We are lucky to have Rassundari Devi's story; her children were supportive and got her work published. There must have been thousands of other Rassundaris in the 18th and 19th centuries. There must have been little girls who argued and kicked and screamed against an enforced illiteracy. We see glimpses of them through letters, verses, novels. But we rarely see such detailed personal accounts of a woman's circumstances and the heroism of one who sets out to defy dominant culture or religious mandate. Or breaks the law.
Joya Mitra's Killing Days is an account of the years she spent in jail for her involvement with the Naxalite movement in West Bengal. The book opens with a description of her lying in the back of a police vehicle, only dimly aware of where she is. She is not yet 20 and she may be killed any moment. But she doesn't die. Instead, she is taken to jail and through her eyes we see the lives of prisoners and the conditions in jails.

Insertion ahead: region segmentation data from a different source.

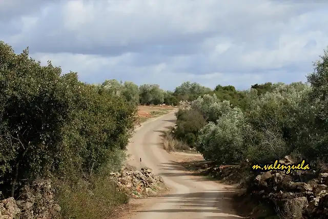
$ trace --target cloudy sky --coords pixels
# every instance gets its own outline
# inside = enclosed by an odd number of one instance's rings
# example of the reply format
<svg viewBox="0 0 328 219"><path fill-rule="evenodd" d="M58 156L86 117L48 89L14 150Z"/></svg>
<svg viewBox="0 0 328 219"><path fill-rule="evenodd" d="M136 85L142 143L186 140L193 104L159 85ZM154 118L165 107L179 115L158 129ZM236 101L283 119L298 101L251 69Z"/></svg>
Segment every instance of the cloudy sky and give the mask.
<svg viewBox="0 0 328 219"><path fill-rule="evenodd" d="M326 0L0 0L0 40L80 80L173 89L305 81L328 46Z"/></svg>

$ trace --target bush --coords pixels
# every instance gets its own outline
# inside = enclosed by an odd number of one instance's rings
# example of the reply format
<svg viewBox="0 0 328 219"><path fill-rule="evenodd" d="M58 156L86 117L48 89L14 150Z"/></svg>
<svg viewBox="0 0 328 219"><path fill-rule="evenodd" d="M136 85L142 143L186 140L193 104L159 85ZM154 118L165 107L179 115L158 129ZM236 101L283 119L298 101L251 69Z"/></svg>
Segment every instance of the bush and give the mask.
<svg viewBox="0 0 328 219"><path fill-rule="evenodd" d="M246 127L241 110L231 109L216 123L210 122L201 129L196 148L206 160L220 164L238 162L242 155Z"/></svg>
<svg viewBox="0 0 328 219"><path fill-rule="evenodd" d="M184 142L179 141L171 134L172 130L167 132L163 137L163 146L164 149L168 151L181 151L189 150L188 145Z"/></svg>
<svg viewBox="0 0 328 219"><path fill-rule="evenodd" d="M123 158L136 107L106 86L61 75L0 43L0 184L6 197L36 178L89 181ZM119 163L116 162L117 164Z"/></svg>
<svg viewBox="0 0 328 219"><path fill-rule="evenodd" d="M71 186L60 183L58 202L64 218L108 218L119 205L128 203L129 196L118 191L108 177L98 177L91 184L80 182Z"/></svg>
<svg viewBox="0 0 328 219"><path fill-rule="evenodd" d="M180 141L189 142L193 147L198 138L198 132L206 125L205 119L198 111L193 109L179 109L176 116L174 136Z"/></svg>

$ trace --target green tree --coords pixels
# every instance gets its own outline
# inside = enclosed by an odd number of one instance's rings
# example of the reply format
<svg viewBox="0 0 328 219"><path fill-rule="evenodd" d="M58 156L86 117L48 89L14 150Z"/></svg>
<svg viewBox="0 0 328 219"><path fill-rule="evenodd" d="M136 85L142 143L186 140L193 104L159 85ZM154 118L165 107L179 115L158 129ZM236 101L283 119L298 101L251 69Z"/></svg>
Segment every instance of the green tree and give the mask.
<svg viewBox="0 0 328 219"><path fill-rule="evenodd" d="M124 82L124 88L122 91L122 95L129 103L136 104L139 103L139 88L133 82Z"/></svg>

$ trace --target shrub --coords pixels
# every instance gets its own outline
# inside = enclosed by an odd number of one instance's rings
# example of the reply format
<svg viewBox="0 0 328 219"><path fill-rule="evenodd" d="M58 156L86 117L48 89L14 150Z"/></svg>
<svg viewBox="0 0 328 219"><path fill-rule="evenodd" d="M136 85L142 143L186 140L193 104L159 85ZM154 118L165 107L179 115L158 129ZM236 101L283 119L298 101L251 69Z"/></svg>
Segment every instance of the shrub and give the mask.
<svg viewBox="0 0 328 219"><path fill-rule="evenodd" d="M191 143L190 146L193 147L198 131L206 125L205 119L198 111L193 109L179 109L176 115L177 118L174 136L180 141Z"/></svg>
<svg viewBox="0 0 328 219"><path fill-rule="evenodd" d="M74 186L63 182L58 185L57 197L64 218L111 218L115 207L129 201L106 177L94 178L91 184L81 181Z"/></svg>
<svg viewBox="0 0 328 219"><path fill-rule="evenodd" d="M128 144L136 107L106 86L61 75L0 43L0 183L6 196L36 178L79 181L112 164Z"/></svg>
<svg viewBox="0 0 328 219"><path fill-rule="evenodd" d="M246 127L242 112L235 108L200 130L196 148L207 160L221 164L237 162L242 155Z"/></svg>

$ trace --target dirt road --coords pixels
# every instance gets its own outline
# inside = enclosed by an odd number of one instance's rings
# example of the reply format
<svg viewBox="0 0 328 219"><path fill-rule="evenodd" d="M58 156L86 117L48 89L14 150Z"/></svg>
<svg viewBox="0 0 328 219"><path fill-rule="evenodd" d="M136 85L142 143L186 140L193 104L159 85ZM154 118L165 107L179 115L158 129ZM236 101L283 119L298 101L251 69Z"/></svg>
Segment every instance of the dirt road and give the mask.
<svg viewBox="0 0 328 219"><path fill-rule="evenodd" d="M236 219L231 204L232 187L187 172L162 148L160 135L174 125L170 113L146 122L137 130L128 146L132 155L128 164L137 168L147 166L161 176L170 187L169 194L152 197L131 219ZM140 158L141 158L140 163ZM149 204L150 203L150 204Z"/></svg>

I had never seen a jail from inside, except in movies. In movies that did feature female protagonists in jail, they either silently submit to their incarceration or got tortured, often at the behest of men, or sexually exploited by men. If they were rescued or reformed, it was because some man came to their help.
Joya Mitra showed me a very different truth. She, along with a few other young women, saw themselves as political prisoners and they demanded that they be treated as such. They demanded better food. They clamoured for the right to read books. They were punished by other women who were in charge. They were placed in isolation from others, to prevent organised protests. They felt a degree of solidarity with male prisoners. They saw each other fall sick because of a lack of good food or medication. They nursed each other.

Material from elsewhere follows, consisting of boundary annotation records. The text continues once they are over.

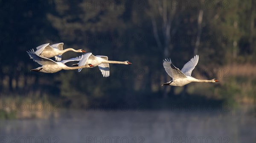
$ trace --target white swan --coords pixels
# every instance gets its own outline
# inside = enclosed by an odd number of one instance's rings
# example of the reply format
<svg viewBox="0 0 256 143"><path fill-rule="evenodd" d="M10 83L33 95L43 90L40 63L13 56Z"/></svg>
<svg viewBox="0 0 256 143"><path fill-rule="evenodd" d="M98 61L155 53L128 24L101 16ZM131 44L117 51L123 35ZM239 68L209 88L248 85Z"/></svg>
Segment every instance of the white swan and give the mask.
<svg viewBox="0 0 256 143"><path fill-rule="evenodd" d="M90 63L94 66L98 66L99 67L103 77L108 77L110 73L109 64L132 64L128 61L124 62L109 61L108 59L107 56L95 56L91 53L88 53L84 55L84 57L78 64L73 64L73 65L81 66ZM80 72L81 70L81 68L79 69L78 72Z"/></svg>
<svg viewBox="0 0 256 143"><path fill-rule="evenodd" d="M198 62L199 56L195 56L185 65L181 71L176 67L172 63L171 59L165 59L163 60L163 67L172 80L166 83L163 85L171 85L181 87L191 82L216 82L219 81L216 79L211 80L198 79L191 76L191 73Z"/></svg>
<svg viewBox="0 0 256 143"><path fill-rule="evenodd" d="M44 58L50 58L55 56L57 61L61 60L61 55L67 51L72 50L77 53L86 53L83 49L75 50L69 48L63 50L63 43L59 43L49 45L49 43L43 44L36 48L35 53Z"/></svg>
<svg viewBox="0 0 256 143"><path fill-rule="evenodd" d="M91 64L89 64L83 66L70 67L64 64L67 62L70 61L79 61L83 58L84 56L83 55L80 56L79 57L71 58L68 60L56 62L51 59L43 57L37 55L34 49L32 49L31 51L27 51L27 53L29 55L31 59L32 59L34 61L38 63L38 64L42 65L41 67L31 70L31 71L46 73L54 73L61 70L77 70L81 68L90 67L94 66Z"/></svg>

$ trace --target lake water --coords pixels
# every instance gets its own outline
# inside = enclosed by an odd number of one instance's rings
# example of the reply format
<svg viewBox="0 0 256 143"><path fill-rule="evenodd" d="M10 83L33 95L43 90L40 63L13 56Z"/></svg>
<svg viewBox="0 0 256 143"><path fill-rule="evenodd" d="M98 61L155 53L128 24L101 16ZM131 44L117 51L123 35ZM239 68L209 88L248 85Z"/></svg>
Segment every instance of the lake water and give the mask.
<svg viewBox="0 0 256 143"><path fill-rule="evenodd" d="M1 143L256 142L253 111L61 110L58 116L1 121Z"/></svg>

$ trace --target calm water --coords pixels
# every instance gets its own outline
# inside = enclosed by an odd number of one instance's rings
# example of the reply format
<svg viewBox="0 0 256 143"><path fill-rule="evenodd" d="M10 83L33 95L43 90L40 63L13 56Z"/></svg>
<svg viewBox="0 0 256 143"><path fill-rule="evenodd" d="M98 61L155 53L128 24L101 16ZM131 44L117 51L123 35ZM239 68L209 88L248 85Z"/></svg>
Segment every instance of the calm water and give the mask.
<svg viewBox="0 0 256 143"><path fill-rule="evenodd" d="M250 112L62 110L48 119L1 121L1 142L255 143Z"/></svg>

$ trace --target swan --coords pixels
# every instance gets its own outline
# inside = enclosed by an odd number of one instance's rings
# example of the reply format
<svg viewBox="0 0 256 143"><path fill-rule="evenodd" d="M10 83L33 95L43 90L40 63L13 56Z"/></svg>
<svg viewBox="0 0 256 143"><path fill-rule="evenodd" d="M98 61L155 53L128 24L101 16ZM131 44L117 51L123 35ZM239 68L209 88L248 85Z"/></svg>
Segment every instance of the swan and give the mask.
<svg viewBox="0 0 256 143"><path fill-rule="evenodd" d="M98 66L103 77L108 77L109 76L109 64L132 64L131 63L128 61L124 62L109 61L108 58L107 56L95 56L91 53L87 53L84 55L84 57L78 64L73 64L73 65L81 66L86 64L88 64L88 63L90 63L94 66ZM79 68L78 70L78 72L80 72L81 70L81 68Z"/></svg>
<svg viewBox="0 0 256 143"><path fill-rule="evenodd" d="M27 51L27 53L29 55L30 59L32 59L34 61L38 63L42 66L38 67L36 69L31 70L31 71L37 72L41 72L46 73L54 73L57 72L61 70L77 70L81 68L90 67L94 67L90 64L87 64L83 66L76 67L70 67L66 66L64 64L66 62L71 61L76 61L81 60L84 56L82 55L79 57L71 58L69 59L63 60L61 62L56 62L53 60L42 57L36 54L34 50L32 49L30 51Z"/></svg>
<svg viewBox="0 0 256 143"><path fill-rule="evenodd" d="M195 55L187 62L180 71L176 67L171 61L171 59L165 59L163 64L163 67L172 79L172 80L162 85L182 87L192 82L216 82L219 81L216 79L211 80L198 79L191 76L191 73L198 62L199 56Z"/></svg>
<svg viewBox="0 0 256 143"><path fill-rule="evenodd" d="M49 43L43 44L36 48L35 53L44 58L50 58L55 56L57 61L61 60L61 55L67 51L72 50L77 53L86 53L83 49L75 50L69 48L63 50L63 43L59 43L49 45Z"/></svg>

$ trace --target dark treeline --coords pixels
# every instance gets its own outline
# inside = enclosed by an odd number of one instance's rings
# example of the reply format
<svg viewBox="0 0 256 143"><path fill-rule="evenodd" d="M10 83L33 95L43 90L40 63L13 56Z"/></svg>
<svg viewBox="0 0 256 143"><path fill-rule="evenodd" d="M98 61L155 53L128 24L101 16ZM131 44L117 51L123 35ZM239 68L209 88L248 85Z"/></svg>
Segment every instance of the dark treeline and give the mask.
<svg viewBox="0 0 256 143"><path fill-rule="evenodd" d="M208 69L234 64L255 67L256 5L255 0L0 0L1 96L46 96L78 107L90 102L143 102L151 106L168 97L175 101L179 95L183 100L199 101L233 100L237 93L252 97L254 90L244 93L239 84L227 83L245 81L250 88L255 76L251 81L229 76L226 83L184 88L160 85L171 79L162 65L169 57L181 69L198 54L194 72L200 73L197 77L201 79L221 79L227 73L223 69L219 77ZM133 64L111 64L108 78L97 67L79 73L29 71L40 65L26 51L61 42L64 48L83 48ZM68 52L63 59L80 55Z"/></svg>

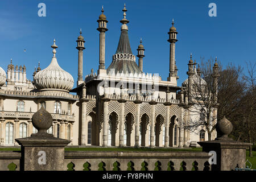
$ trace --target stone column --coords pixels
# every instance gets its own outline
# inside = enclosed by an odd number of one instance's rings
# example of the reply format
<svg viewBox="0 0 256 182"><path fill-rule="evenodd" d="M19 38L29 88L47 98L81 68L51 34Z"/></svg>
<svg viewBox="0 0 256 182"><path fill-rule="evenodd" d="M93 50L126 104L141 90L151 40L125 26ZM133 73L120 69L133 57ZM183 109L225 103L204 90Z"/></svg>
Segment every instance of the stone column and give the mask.
<svg viewBox="0 0 256 182"><path fill-rule="evenodd" d="M74 124L71 123L70 127L70 140L71 140L71 145L73 145L73 127L74 127Z"/></svg>
<svg viewBox="0 0 256 182"><path fill-rule="evenodd" d="M64 139L68 139L68 122L65 121L64 122L65 125L65 135L64 135Z"/></svg>
<svg viewBox="0 0 256 182"><path fill-rule="evenodd" d="M151 129L150 130L150 147L155 147L155 105L157 104L157 102L155 101L151 101L150 102L150 104L151 106Z"/></svg>
<svg viewBox="0 0 256 182"><path fill-rule="evenodd" d="M166 123L165 127L165 137L164 137L164 147L168 147L169 146L169 123L170 123L170 105L166 105Z"/></svg>
<svg viewBox="0 0 256 182"><path fill-rule="evenodd" d="M14 120L14 139L19 138L19 119L16 118ZM18 146L18 143L14 142L14 146Z"/></svg>
<svg viewBox="0 0 256 182"><path fill-rule="evenodd" d="M181 127L179 127L179 147L182 148L183 147L183 130Z"/></svg>
<svg viewBox="0 0 256 182"><path fill-rule="evenodd" d="M32 120L30 119L28 119L27 122L28 123L28 125L27 126L27 135L28 136L30 136L33 131L33 125L32 125Z"/></svg>
<svg viewBox="0 0 256 182"><path fill-rule="evenodd" d="M82 133L81 136L81 145L85 146L86 144L87 136L86 135L86 133L88 130L88 126L86 124L87 121L86 115L86 109L87 109L87 102L88 100L86 98L86 88L85 84L84 84L82 87L82 97L80 100L80 102L82 105L82 114L81 114L81 128Z"/></svg>
<svg viewBox="0 0 256 182"><path fill-rule="evenodd" d="M216 152L215 158L213 158L212 171L231 171L236 168L245 168L246 148L252 143L234 141L229 138L233 126L225 116L218 122L216 130L221 136L214 140L197 142L203 147L203 151Z"/></svg>
<svg viewBox="0 0 256 182"><path fill-rule="evenodd" d="M63 121L60 122L60 138L65 139L65 124Z"/></svg>
<svg viewBox="0 0 256 182"><path fill-rule="evenodd" d="M55 137L57 137L57 123L58 123L58 122L57 121L53 121L53 124L54 124L54 125L53 125L53 126L54 126L53 127L53 129L54 129L53 135Z"/></svg>
<svg viewBox="0 0 256 182"><path fill-rule="evenodd" d="M47 133L52 118L43 107L32 117L38 130L31 137L16 139L21 145L20 171L64 171L64 148L69 140L53 137Z"/></svg>
<svg viewBox="0 0 256 182"><path fill-rule="evenodd" d="M123 132L125 126L125 100L123 101L119 101L120 102L120 123L119 129L119 146L120 147L123 147Z"/></svg>
<svg viewBox="0 0 256 182"><path fill-rule="evenodd" d="M139 124L140 124L140 114L141 114L141 108L140 104L142 103L141 100L136 100L134 101L134 103L136 104L136 115L135 115L135 147L140 147L139 145Z"/></svg>
<svg viewBox="0 0 256 182"><path fill-rule="evenodd" d="M188 124L188 121L187 120L187 110L184 109L183 108L181 108L181 113L182 113L182 117L185 118L185 119L183 121L184 126L187 126ZM185 129L184 129L184 147L188 147L188 130Z"/></svg>
<svg viewBox="0 0 256 182"><path fill-rule="evenodd" d="M102 98L104 102L104 116L103 116L103 147L108 146L108 113L109 102L108 98Z"/></svg>
<svg viewBox="0 0 256 182"><path fill-rule="evenodd" d="M0 138L0 146L5 145L5 125L3 123L5 120L3 118L0 119L1 122L1 138Z"/></svg>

They were, in fact, fully functional human beings and full Indian citizens, and what happened to them was not the result of a sexual or emotional relationship with a man. If they suffered at the hands of men, they suffered at the hands of women too. They were subject to a brutal system (as were the men) and they lived to tell a tale that is not often told.
Cornelia Sorabji, India's first woman lawyer, has written on a range of subjects, including the women she met in the course of her work. Many of them were rich or royal ladies who observed purdah. It is interesting to see them through her eyes because, as a lawyer, she usually enters their lives at a difficult moment. It is often a question of property, succession, adoption and inheritance. She is able to show us both the vulnerability and the determination of these ladies to retain a measure of control over their destiny.
I was also very moved by Ajeet Cour's Pebbles in a Tin Drum and Prabha Khaitan's A Life Apart. They tell of sadnesses that are more familial and emotional. But they also tell us about independence and how hard-won it is. More than finding ways to make money, they describe the difficulties of being involved for years with men who would not properly acknowledge them, of the hypocrisy of people who did not mind benefitting from their generosity but would not accord them respect and loyalty. For all that, they survived and perhaps accomplished more than they would have if they had played by the rules.
Fiction has great power. It brings empathy and awareness; it opens up the floodgates of possibility. By placing strong and complex women protagonists at the centre of the narrative, novels and short stories allow us a fuller look at their humanity. They allow readers to make a leap of imagination and go where we may not have gone before. Non-fiction does something else. It gives to us the woman that we're not quite sure exists in the real world. It returns to us a feminine history and identity that is often denied. It is a non-Photoshopped image of what an Indian woman looks like and it leaves us free to decide what she will look like in the future.